In Corpus, I moved on to goblins, who are traditionally presented as very violent and uncivilised. By putting it into a context of cultural values of strength, courage and similar dominant evolutionary traits, plus strong family ties reinforced by rough-and-tumble sibling interaction, with a racial history of ostracism and oppression, I made goblin behaviour sympathetic without changing it. When the goblin protagonist faces off against a major fae character from the prequel, the lack of comprehension between them results in tragedy. The reader, however, understands the cultural drives of both, which heightens the pathos.

The underlying point is: vilifying a culture because you don’t understand it only makes things worse.

5. Tell us a little bit about your most recent publication, Read This First.

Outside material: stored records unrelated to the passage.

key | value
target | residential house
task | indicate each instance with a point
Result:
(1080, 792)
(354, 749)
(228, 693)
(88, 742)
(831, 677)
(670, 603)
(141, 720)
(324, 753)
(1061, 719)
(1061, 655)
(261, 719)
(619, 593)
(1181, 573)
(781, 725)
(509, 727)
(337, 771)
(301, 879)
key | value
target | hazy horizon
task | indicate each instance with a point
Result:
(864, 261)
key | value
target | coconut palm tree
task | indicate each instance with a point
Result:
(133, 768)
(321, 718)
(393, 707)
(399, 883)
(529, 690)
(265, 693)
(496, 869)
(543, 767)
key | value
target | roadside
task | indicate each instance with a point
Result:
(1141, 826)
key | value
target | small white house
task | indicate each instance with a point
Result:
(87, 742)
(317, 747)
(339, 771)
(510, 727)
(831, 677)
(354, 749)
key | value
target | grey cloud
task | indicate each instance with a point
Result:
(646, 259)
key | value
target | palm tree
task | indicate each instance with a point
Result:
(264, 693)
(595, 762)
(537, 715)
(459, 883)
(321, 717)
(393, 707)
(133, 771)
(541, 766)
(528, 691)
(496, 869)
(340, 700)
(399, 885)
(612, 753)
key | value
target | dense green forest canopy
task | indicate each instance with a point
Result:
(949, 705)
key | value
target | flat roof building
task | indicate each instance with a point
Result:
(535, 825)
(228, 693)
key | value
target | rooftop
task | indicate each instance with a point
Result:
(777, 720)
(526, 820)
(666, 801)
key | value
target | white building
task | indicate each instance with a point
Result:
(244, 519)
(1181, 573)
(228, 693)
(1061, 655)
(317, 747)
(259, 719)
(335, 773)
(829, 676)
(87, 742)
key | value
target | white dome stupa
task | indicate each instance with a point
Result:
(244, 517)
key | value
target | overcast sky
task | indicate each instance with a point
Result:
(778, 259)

It began as a dream, corny as that sounds. I had a very vivid dream one night of a huge, abandoned library with a note by the door saying ‘look after the cat’ and the sound of something growling in the shadows. NaNoWriMo was just around the corner, so I decided to turn it into a story made up of journal entries posted daily on my blog. My blog readership rocketed and people got very invested, helped by the constant cliff-hangers of having to wait a day for the next journal entry.

Afterwards, a number of people asked if they could write sequels set in the library. I shared the details of the setting in a Facebook group and sat back. Within a couple of months, the group had shared fifteen short stories plus some beautiful artwork by Andrea Cradduck. When I arranged the stories (with minimal editing thrown in), the body of work tracked the evolution of the last library and its tiger. I published it through Amazon, and we’ve sold over 100 copies without any marketing beyond word-of-mouth. Not too shabby for an off-the-cuff NaNo project!

 

AC MacklinLiss Macklin is a cyber security conference producer by day and a SF&F writer by night. She has several short stories published in various anthologies, and is half-way through an MA on novel writing at Middlesex University. Her weekly blog on genre fiction can be found at everwalker.wordpress.com, and she tweets daily #Twitterature. In 2014-15 she ran a LARP called London Under, based on Neil Gaiman’s Neverwhere and Kate Griffen’s Midnight Mayor series, which was nominated for ‘Best New LARP’ in the UK LARP Awards 2015. She’s also a classicist who considers anything more recent than 600BC to be ‘modern history’, and an unrepentant Supernatural fangirl.